Spirals of resource loss may also occur at the national or cultural level, through cycles of retaliatory violence. In the face of trauma and particularly threat to one’s life, individuals often attempt to manage terror and threat perceptions by strengthening attitudes of support for their own cultural or national group and also becoming more committed to attitudes against their cultural out-groups (Greenberg et al. 1990) . In the areas of chronic conflict (e.g., Israel and the Palestinian Authority; Northern Ireland), direct and indirect exposure to war-related trauma is significantly associated with support for more military action and war (Hayes & McAllister, 2001) . Just as the nature of the trauma has important impacts on traumatic stress reactions, the type of trauma also impacts political attitudes. Chronic war entails repeated traumatization that may shape increasingly hostile political attitudes over time (Hobfoll, Canetti-Nisim, & Johnson, 2006) .
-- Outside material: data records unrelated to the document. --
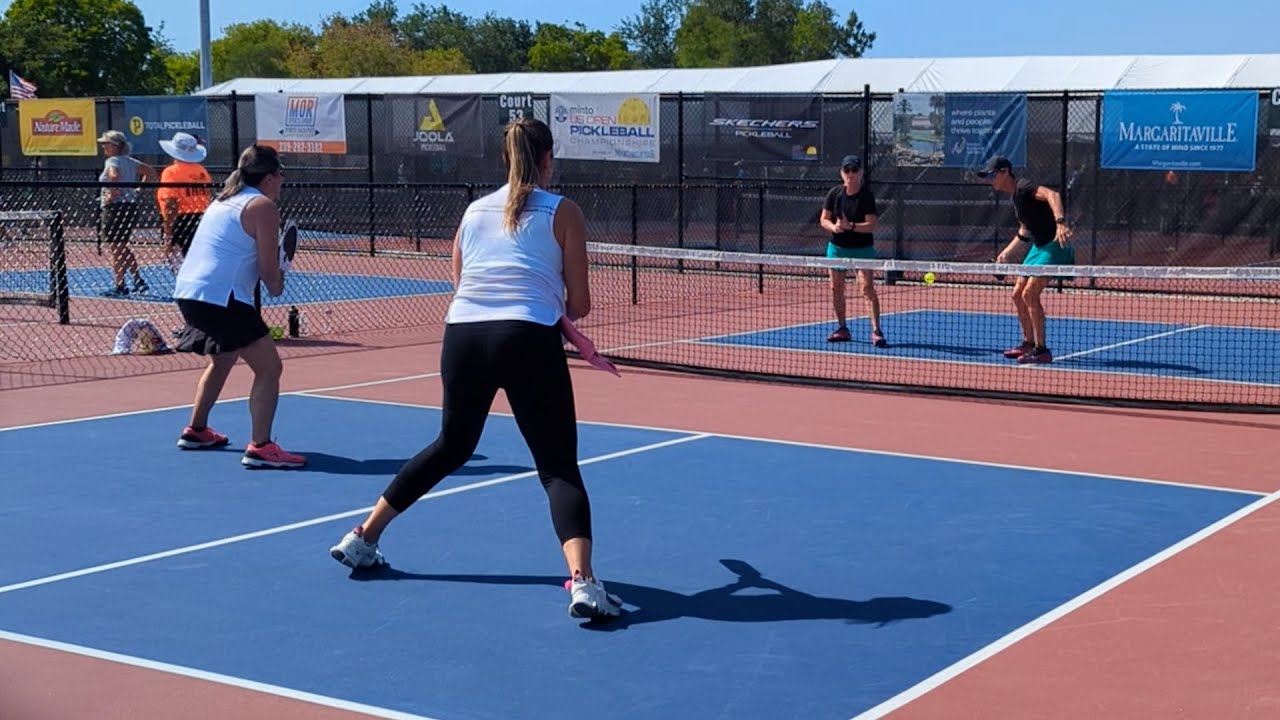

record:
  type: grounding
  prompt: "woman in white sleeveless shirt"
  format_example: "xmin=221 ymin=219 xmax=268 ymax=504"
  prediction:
xmin=173 ymin=145 xmax=306 ymax=468
xmin=329 ymin=118 xmax=621 ymax=618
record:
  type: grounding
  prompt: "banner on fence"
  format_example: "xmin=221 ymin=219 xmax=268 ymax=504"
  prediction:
xmin=18 ymin=97 xmax=97 ymax=156
xmin=253 ymin=92 xmax=347 ymax=155
xmin=124 ymin=97 xmax=209 ymax=155
xmin=550 ymin=94 xmax=660 ymax=163
xmin=384 ymin=95 xmax=484 ymax=158
xmin=1101 ymin=90 xmax=1258 ymax=172
xmin=1267 ymin=87 xmax=1280 ymax=147
xmin=704 ymin=94 xmax=819 ymax=163
xmin=893 ymin=92 xmax=1027 ymax=168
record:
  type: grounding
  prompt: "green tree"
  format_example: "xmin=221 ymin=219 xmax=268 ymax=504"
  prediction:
xmin=0 ymin=0 xmax=170 ymax=97
xmin=618 ymin=0 xmax=687 ymax=68
xmin=529 ymin=23 xmax=636 ymax=72
xmin=210 ymin=20 xmax=316 ymax=82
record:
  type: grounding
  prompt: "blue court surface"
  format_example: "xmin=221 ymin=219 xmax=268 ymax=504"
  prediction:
xmin=698 ymin=310 xmax=1280 ymax=386
xmin=0 ymin=396 xmax=1258 ymax=720
xmin=0 ymin=265 xmax=453 ymax=306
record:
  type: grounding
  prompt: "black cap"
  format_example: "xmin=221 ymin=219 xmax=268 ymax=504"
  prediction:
xmin=978 ymin=155 xmax=1014 ymax=178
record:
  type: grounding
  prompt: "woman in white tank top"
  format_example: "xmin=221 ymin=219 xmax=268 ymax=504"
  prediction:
xmin=329 ymin=118 xmax=622 ymax=618
xmin=173 ymin=145 xmax=306 ymax=468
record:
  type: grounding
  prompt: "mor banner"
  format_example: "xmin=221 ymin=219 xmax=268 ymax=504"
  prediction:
xmin=18 ymin=97 xmax=97 ymax=156
xmin=124 ymin=97 xmax=209 ymax=155
xmin=1101 ymin=90 xmax=1258 ymax=172
xmin=253 ymin=92 xmax=347 ymax=155
xmin=704 ymin=94 xmax=824 ymax=163
xmin=384 ymin=95 xmax=486 ymax=158
xmin=550 ymin=94 xmax=660 ymax=163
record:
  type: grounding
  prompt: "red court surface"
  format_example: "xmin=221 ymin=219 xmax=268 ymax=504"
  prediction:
xmin=0 ymin=343 xmax=1280 ymax=720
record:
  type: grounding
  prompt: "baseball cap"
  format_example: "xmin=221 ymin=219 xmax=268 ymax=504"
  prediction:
xmin=978 ymin=155 xmax=1014 ymax=178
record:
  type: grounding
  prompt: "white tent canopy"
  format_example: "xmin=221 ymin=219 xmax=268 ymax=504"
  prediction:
xmin=198 ymin=54 xmax=1280 ymax=96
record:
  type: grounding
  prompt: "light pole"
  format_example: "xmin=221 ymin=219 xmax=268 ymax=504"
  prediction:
xmin=200 ymin=0 xmax=214 ymax=90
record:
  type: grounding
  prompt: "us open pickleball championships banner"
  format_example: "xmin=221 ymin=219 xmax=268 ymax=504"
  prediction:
xmin=124 ymin=97 xmax=209 ymax=155
xmin=253 ymin=92 xmax=347 ymax=155
xmin=18 ymin=97 xmax=97 ymax=156
xmin=1102 ymin=90 xmax=1258 ymax=172
xmin=550 ymin=94 xmax=660 ymax=163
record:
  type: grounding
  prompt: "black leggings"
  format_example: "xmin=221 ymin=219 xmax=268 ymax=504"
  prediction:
xmin=383 ymin=320 xmax=591 ymax=544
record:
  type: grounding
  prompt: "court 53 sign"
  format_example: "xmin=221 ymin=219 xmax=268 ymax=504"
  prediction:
xmin=1102 ymin=90 xmax=1258 ymax=172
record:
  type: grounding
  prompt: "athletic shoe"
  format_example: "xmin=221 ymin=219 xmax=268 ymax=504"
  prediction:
xmin=1018 ymin=347 xmax=1053 ymax=365
xmin=564 ymin=575 xmax=622 ymax=620
xmin=178 ymin=425 xmax=228 ymax=450
xmin=1005 ymin=341 xmax=1036 ymax=360
xmin=329 ymin=525 xmax=387 ymax=570
xmin=241 ymin=441 xmax=307 ymax=469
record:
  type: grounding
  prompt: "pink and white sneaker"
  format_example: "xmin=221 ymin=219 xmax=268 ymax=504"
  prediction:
xmin=241 ymin=441 xmax=307 ymax=469
xmin=178 ymin=425 xmax=228 ymax=450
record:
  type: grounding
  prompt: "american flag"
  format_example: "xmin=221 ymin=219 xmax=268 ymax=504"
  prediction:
xmin=9 ymin=70 xmax=37 ymax=100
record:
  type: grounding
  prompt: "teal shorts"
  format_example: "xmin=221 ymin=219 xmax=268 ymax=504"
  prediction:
xmin=1023 ymin=242 xmax=1075 ymax=265
xmin=827 ymin=242 xmax=876 ymax=260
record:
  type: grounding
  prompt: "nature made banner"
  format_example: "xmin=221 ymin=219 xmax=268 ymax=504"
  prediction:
xmin=705 ymin=94 xmax=824 ymax=163
xmin=384 ymin=95 xmax=485 ymax=158
xmin=893 ymin=92 xmax=1027 ymax=169
xmin=550 ymin=94 xmax=660 ymax=163
xmin=124 ymin=97 xmax=209 ymax=155
xmin=253 ymin=92 xmax=347 ymax=155
xmin=1102 ymin=90 xmax=1258 ymax=172
xmin=18 ymin=97 xmax=97 ymax=156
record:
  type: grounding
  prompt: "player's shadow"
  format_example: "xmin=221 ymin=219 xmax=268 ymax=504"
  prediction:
xmin=297 ymin=450 xmax=534 ymax=477
xmin=351 ymin=560 xmax=951 ymax=632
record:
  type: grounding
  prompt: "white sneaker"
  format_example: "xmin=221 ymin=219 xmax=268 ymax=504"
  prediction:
xmin=566 ymin=577 xmax=622 ymax=619
xmin=329 ymin=527 xmax=387 ymax=569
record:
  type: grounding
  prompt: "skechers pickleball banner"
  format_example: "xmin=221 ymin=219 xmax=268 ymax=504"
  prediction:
xmin=18 ymin=97 xmax=97 ymax=156
xmin=124 ymin=97 xmax=209 ymax=155
xmin=1102 ymin=90 xmax=1258 ymax=172
xmin=384 ymin=95 xmax=485 ymax=158
xmin=253 ymin=92 xmax=347 ymax=155
xmin=550 ymin=94 xmax=660 ymax=163
xmin=704 ymin=94 xmax=824 ymax=163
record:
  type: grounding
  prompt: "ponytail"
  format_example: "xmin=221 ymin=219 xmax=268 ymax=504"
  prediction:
xmin=218 ymin=145 xmax=280 ymax=200
xmin=502 ymin=117 xmax=554 ymax=231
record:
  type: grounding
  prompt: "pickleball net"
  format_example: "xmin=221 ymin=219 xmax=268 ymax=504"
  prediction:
xmin=580 ymin=243 xmax=1280 ymax=413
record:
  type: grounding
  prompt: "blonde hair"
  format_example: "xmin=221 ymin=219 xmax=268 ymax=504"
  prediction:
xmin=218 ymin=145 xmax=280 ymax=200
xmin=502 ymin=117 xmax=554 ymax=231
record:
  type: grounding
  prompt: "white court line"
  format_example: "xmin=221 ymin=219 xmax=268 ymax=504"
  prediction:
xmin=298 ymin=392 xmax=1267 ymax=497
xmin=0 ymin=372 xmax=440 ymax=433
xmin=852 ymin=484 xmax=1280 ymax=720
xmin=0 ymin=433 xmax=710 ymax=594
xmin=0 ymin=630 xmax=445 ymax=720
xmin=1044 ymin=325 xmax=1212 ymax=368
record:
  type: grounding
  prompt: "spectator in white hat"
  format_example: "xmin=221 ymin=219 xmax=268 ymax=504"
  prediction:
xmin=156 ymin=132 xmax=214 ymax=268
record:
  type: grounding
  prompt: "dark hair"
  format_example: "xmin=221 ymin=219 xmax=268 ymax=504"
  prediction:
xmin=502 ymin=117 xmax=554 ymax=231
xmin=218 ymin=143 xmax=282 ymax=200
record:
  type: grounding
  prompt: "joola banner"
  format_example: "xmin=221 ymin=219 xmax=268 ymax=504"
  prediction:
xmin=704 ymin=94 xmax=822 ymax=163
xmin=385 ymin=95 xmax=485 ymax=158
xmin=1102 ymin=90 xmax=1258 ymax=172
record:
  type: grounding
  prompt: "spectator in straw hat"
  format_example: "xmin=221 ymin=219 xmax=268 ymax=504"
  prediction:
xmin=156 ymin=132 xmax=214 ymax=268
xmin=97 ymin=129 xmax=156 ymax=297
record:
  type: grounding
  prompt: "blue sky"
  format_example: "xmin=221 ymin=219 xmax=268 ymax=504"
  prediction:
xmin=10 ymin=0 xmax=1280 ymax=58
The mechanisms of war and terror-related trauma’s impact on political attitudes are complex, but evidence suggests that these relationships are explained in part by a desire for defensive political measures to escape existential insecurity (Canetti, Halperin, Hobfoll, Shapira, & Hirsch-Hoefler, 2009). In the face of war and trauma, core beliefs about safety and security may be drastically altered (Janoff-Bulman, 1992; Magwaza, 1999) . As a result, individuals are primed to be vigilant for ongoing threats and increasing their support for violent military action (Bonanno & Jost, 2006) . Conflict may escalate rapidly as opposing groups and nations participate in cycles of retaliation (Haushofer, Biletzki, & Kanwisher, 2010) . Addressing the impact of chronic war and terror-related trauma on political process may be crucial for healing long-standing conflict (Canetti, Hall, Greene, Kane, & Hobfoll, 2014) .

Summary

This chapter introduced the topic of traumatic stress and its long-term impacts within the context of COR theory (Hobfoll, 1989, 2004). This ecological and developmental perspective of trauma highlights that traumatic stress from the initial horror to its long-term fallouts is dynamic and multileveled. The concept of risk factor caravans is introduced to highlight the nesting and statistical covariation of risk factors and trauma sequelae within individuals and social groups. Although individuals demonstrate considerable resilience in the face of adversity, traumatic stress has the power to disrupt emotional and social lives through ongoing spirals of loss. Paradoxically, individuals in an effort to avoid and compensate for traumatic losses may inadvertently contribute to ongoing cycles of traumatization.